|
Edited on Wed Oct-15-08 04:51 PM by Mira
More at the SOURCE: www.debatescoop.org By Allan Louden - Wake Forest University
The time is NOW! Expect a more lively debate tonight when McCain and Obama meet for their third and final debate at Hofstra University.
The campaign and the economy show signs of chaos. Why would the debate be otherwise? Previewing the first two presidential debates I envisaged practically sedate affairs. And that largely is what we witnessed.
==========================
Two debates later the political world is a different place. And McCain cannot wait any longer. A repeat of the first two debates--competent, courteous, with each candidate speaking the language of their faithful--would be a win for Obama, cementing trends. McCain needs a seismic shift.
There are three basics that, short of a mistake beyond evocation, make McCain's task difficult. They also are the reasons, despite constraints, we cannot rule out real fireworks.
The Narrative is set:
Two debates (and one VP debate) have established the plot line. The candidates did their jobs, resulting in ties, which became within days noteworthy voter preference for Obama/Biden. You can quibble with this account, but it has legs, and by extension dominion over the last debate.
McCain needs to trump this by "changing the rules," advancing a sustained surgical attack. Risky? Sure. But it is time to role the dice.
===============================
Tonight's encounter is only the sixth 3rd presidential debate in history, and the first five were largely forgettable. Typically, third debates are redundant, suffer voter fatigue, and lack interest for a media anxious to predict the election's "end game."

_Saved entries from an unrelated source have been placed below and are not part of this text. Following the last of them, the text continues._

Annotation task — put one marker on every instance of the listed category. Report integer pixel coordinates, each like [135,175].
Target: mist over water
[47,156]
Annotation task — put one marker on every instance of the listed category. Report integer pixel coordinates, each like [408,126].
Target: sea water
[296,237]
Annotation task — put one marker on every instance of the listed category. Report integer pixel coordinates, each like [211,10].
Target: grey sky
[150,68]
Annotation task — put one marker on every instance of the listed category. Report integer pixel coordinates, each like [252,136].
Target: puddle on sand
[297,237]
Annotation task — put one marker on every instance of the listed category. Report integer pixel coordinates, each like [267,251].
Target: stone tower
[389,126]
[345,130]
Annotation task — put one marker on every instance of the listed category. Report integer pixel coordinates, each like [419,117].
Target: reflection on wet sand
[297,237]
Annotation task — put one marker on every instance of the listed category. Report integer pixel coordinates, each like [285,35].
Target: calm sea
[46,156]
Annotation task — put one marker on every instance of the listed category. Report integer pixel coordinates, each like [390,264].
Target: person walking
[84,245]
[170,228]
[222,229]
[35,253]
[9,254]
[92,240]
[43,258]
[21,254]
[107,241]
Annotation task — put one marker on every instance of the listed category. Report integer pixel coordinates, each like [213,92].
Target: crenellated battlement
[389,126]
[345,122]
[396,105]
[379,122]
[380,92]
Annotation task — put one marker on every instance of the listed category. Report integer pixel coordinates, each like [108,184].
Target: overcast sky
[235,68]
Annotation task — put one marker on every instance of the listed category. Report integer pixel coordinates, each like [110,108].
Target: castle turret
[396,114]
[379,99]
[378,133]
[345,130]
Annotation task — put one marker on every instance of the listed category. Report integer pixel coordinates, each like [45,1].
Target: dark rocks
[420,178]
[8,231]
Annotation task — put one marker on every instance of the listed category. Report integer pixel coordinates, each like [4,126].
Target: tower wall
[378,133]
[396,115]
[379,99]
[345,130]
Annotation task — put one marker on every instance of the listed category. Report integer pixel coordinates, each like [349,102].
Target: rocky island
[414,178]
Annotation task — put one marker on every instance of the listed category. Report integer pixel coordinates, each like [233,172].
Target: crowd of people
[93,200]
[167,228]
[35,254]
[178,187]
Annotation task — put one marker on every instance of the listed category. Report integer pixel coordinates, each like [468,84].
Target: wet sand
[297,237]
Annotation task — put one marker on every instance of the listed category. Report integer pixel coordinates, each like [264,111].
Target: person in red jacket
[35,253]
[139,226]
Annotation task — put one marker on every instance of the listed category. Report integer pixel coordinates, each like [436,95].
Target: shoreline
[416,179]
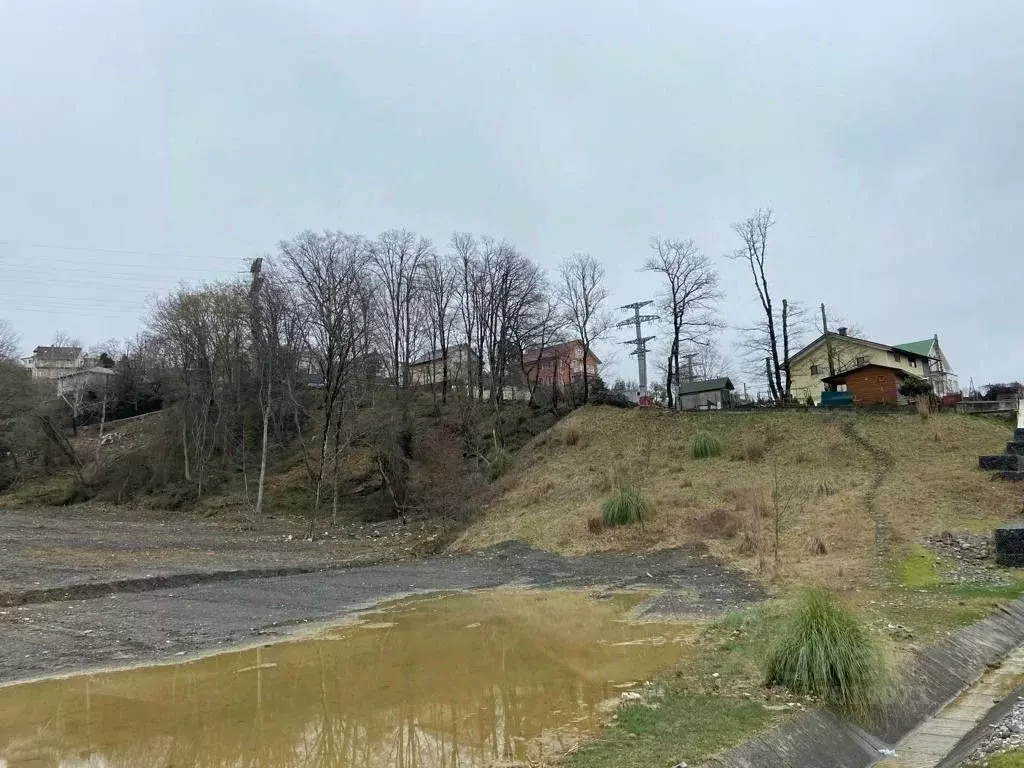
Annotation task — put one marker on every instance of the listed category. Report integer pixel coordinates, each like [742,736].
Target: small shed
[712,394]
[870,384]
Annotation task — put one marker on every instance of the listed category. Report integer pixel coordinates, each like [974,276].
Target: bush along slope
[825,651]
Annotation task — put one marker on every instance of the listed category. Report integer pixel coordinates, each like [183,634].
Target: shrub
[718,523]
[625,506]
[754,449]
[496,463]
[705,445]
[817,546]
[823,650]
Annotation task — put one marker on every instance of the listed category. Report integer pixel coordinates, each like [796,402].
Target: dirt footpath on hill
[171,623]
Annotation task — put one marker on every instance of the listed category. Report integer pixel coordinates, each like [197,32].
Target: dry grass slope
[808,460]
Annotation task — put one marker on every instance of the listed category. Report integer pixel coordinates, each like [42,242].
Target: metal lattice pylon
[640,341]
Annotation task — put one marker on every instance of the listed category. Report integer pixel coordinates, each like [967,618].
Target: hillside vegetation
[846,493]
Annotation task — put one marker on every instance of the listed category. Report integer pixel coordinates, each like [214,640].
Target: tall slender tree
[583,298]
[688,298]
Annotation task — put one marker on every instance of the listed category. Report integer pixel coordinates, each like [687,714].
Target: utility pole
[640,341]
[824,330]
[689,366]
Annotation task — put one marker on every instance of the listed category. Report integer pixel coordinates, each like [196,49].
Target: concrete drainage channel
[936,677]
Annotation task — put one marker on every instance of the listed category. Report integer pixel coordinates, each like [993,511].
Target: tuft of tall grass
[705,445]
[497,463]
[627,505]
[825,651]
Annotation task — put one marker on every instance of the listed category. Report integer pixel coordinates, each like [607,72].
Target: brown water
[453,682]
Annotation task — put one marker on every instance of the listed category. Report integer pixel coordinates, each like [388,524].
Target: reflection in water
[459,681]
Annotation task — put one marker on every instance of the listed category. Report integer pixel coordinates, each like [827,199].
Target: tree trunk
[263,451]
[785,347]
[102,421]
[771,382]
[336,479]
[586,382]
[184,451]
[443,376]
[668,383]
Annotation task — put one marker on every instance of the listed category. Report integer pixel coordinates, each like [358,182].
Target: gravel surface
[55,549]
[967,558]
[1006,734]
[124,629]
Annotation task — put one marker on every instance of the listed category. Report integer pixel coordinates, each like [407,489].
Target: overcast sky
[889,138]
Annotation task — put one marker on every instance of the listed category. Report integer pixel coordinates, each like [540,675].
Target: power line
[122,251]
[640,341]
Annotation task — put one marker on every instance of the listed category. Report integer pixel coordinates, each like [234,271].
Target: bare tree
[440,288]
[583,297]
[514,290]
[396,258]
[774,330]
[275,335]
[327,271]
[200,337]
[539,331]
[466,252]
[688,298]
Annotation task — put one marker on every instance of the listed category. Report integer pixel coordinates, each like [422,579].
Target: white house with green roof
[838,352]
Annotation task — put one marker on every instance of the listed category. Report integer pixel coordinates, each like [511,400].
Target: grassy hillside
[854,492]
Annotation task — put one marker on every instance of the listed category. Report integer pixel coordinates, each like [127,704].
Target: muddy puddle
[464,680]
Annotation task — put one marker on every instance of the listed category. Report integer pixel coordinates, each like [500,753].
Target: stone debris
[1004,735]
[967,557]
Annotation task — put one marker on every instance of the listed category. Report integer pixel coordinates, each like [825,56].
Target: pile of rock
[966,557]
[962,546]
[1006,734]
[1010,464]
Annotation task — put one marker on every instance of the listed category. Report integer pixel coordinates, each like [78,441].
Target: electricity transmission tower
[640,341]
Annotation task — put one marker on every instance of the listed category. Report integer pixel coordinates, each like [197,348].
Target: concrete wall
[935,677]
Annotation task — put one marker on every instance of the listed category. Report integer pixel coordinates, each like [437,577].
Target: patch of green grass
[683,727]
[712,700]
[824,650]
[919,568]
[627,505]
[705,445]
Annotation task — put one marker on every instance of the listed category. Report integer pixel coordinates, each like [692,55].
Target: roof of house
[53,354]
[924,348]
[908,348]
[436,354]
[712,385]
[845,374]
[554,351]
[97,371]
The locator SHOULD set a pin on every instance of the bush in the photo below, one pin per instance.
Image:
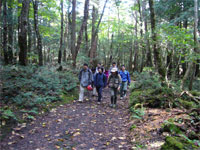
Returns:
(31, 89)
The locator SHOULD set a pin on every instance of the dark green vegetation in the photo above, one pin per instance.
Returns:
(147, 93)
(29, 91)
(44, 42)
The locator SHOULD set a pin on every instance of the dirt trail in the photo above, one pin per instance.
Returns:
(76, 126)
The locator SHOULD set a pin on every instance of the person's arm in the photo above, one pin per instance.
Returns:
(105, 80)
(120, 81)
(95, 81)
(108, 79)
(79, 77)
(90, 78)
(129, 79)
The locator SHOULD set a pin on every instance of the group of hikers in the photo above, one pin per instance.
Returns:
(98, 78)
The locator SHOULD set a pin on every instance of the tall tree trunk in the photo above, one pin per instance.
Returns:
(0, 6)
(141, 34)
(80, 36)
(197, 47)
(131, 57)
(111, 50)
(184, 66)
(65, 44)
(95, 33)
(39, 40)
(29, 37)
(10, 31)
(61, 34)
(22, 39)
(148, 49)
(86, 40)
(136, 45)
(73, 32)
(157, 58)
(92, 53)
(5, 33)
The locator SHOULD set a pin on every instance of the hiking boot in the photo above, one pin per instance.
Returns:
(80, 101)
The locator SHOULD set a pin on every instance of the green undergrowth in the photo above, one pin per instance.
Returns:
(30, 91)
(178, 143)
(148, 92)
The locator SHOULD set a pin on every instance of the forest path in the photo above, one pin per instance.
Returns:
(77, 126)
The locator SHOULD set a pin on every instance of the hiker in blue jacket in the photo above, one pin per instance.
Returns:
(100, 82)
(125, 81)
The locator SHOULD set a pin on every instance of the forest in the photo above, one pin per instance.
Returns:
(45, 43)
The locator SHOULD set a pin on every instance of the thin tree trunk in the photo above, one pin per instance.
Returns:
(29, 37)
(92, 53)
(197, 47)
(39, 40)
(73, 32)
(148, 49)
(142, 39)
(184, 66)
(80, 36)
(10, 31)
(61, 34)
(86, 40)
(65, 44)
(157, 58)
(0, 6)
(136, 45)
(111, 50)
(22, 39)
(94, 41)
(5, 32)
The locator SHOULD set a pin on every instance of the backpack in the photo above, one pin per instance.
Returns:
(89, 71)
(104, 77)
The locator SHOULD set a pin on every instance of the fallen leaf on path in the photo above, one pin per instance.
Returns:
(10, 143)
(61, 140)
(76, 134)
(46, 136)
(43, 124)
(121, 138)
(56, 146)
(113, 138)
(59, 120)
(107, 143)
(57, 135)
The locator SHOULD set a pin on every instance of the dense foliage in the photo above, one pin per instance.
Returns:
(31, 90)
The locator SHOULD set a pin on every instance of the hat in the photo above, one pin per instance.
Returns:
(114, 70)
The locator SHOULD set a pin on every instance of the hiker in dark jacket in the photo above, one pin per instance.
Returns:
(114, 82)
(125, 81)
(100, 82)
(85, 78)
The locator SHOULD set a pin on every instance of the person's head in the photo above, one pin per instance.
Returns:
(114, 71)
(85, 66)
(99, 65)
(93, 70)
(123, 68)
(114, 64)
(100, 70)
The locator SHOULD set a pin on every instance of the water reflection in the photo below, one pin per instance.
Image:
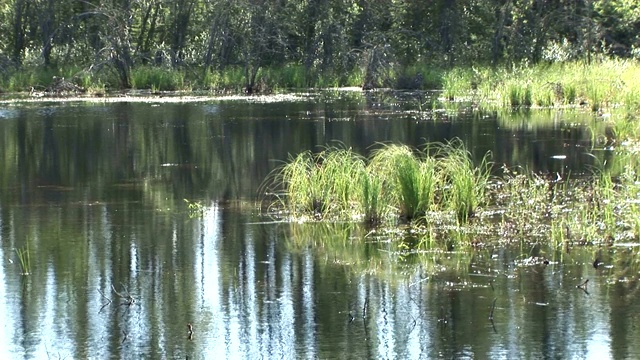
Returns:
(119, 268)
(254, 289)
(223, 150)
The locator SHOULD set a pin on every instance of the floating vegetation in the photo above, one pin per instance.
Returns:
(196, 209)
(396, 183)
(437, 195)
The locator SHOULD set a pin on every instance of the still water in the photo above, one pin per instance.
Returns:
(119, 264)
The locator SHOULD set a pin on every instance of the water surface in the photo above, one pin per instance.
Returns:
(120, 265)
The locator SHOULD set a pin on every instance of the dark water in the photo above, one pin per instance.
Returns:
(120, 265)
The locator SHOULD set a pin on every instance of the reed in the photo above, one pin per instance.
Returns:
(372, 205)
(466, 183)
(24, 257)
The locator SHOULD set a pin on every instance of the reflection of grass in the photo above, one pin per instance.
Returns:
(24, 256)
(341, 185)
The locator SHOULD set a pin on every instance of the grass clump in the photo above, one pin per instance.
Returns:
(466, 182)
(24, 257)
(396, 182)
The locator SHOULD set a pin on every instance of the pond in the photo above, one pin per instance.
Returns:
(92, 207)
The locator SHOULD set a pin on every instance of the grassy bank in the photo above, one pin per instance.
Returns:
(599, 85)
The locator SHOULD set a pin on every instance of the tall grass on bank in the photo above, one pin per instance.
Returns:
(466, 182)
(338, 184)
(318, 184)
(24, 258)
(605, 83)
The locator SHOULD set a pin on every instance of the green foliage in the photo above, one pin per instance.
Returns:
(157, 79)
(339, 184)
(306, 44)
(196, 209)
(24, 257)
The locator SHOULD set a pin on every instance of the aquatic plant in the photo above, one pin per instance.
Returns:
(466, 183)
(24, 257)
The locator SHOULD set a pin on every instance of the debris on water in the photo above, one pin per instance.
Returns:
(532, 261)
(597, 263)
(583, 285)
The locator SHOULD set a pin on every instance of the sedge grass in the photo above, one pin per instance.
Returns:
(24, 258)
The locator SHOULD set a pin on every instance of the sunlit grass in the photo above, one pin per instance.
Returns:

The "next things" beckons. Compared to the first two debates where some intrigue remains, post debate analysis quickly melts away.
To make the debate count, McCain needs to do something that is worth covering the next day and next and the next; something which lasts days out.
How can McCain change the headlines?
Circumstances allow McCain's return to his favored "underdog" role, tapping our fairness sentiment.
He also has considerably more freedom in this debate. There is no time to obsess about stirring up "angry" McCain coverage; the goal is to overpower that story with an encounter that commands the stage.
I'm not sure "terrorist" Ayers is the entree as McCain telegraphed from the campaign trail yesterday. Obama's response is unpredictable, with many potent counters available.
If the spectacle of Ayers is raised, the charge should not be about some vague notion of "paling around with terrorists" but rather laser persistence in calling out Obama's evolving stories. Directness combined with doggedness could provoke or evoke enough to define the next day(s) headlines.
An obvious option is to define the economic crisis but a litany of detail will not write tomorrow's coverage. A promising avenue is making crisp the ideological divide.
It is not my place to suggest what explosives McCain ought to lob, but I feel safe in noting the time-runs-out. There is a tipping point in the final stages of a campaign where the media isn't interested in investigating new charges, exhausting new leads. It takes time for a storyline to develop where it impacts voter decisions. Two weeks is pushing the envelop, making McCain's debate demands all that more pressing. Politico.com yesterday lamented "even the co-chairman of the Commission on Presidential Debates admits the first two debates have been oddly non-confrontational and lacking a "major screw-up or a major defining event."
They sound disappointed. I may be mistaken, but look for more pyrotechnics from Long Island tonight.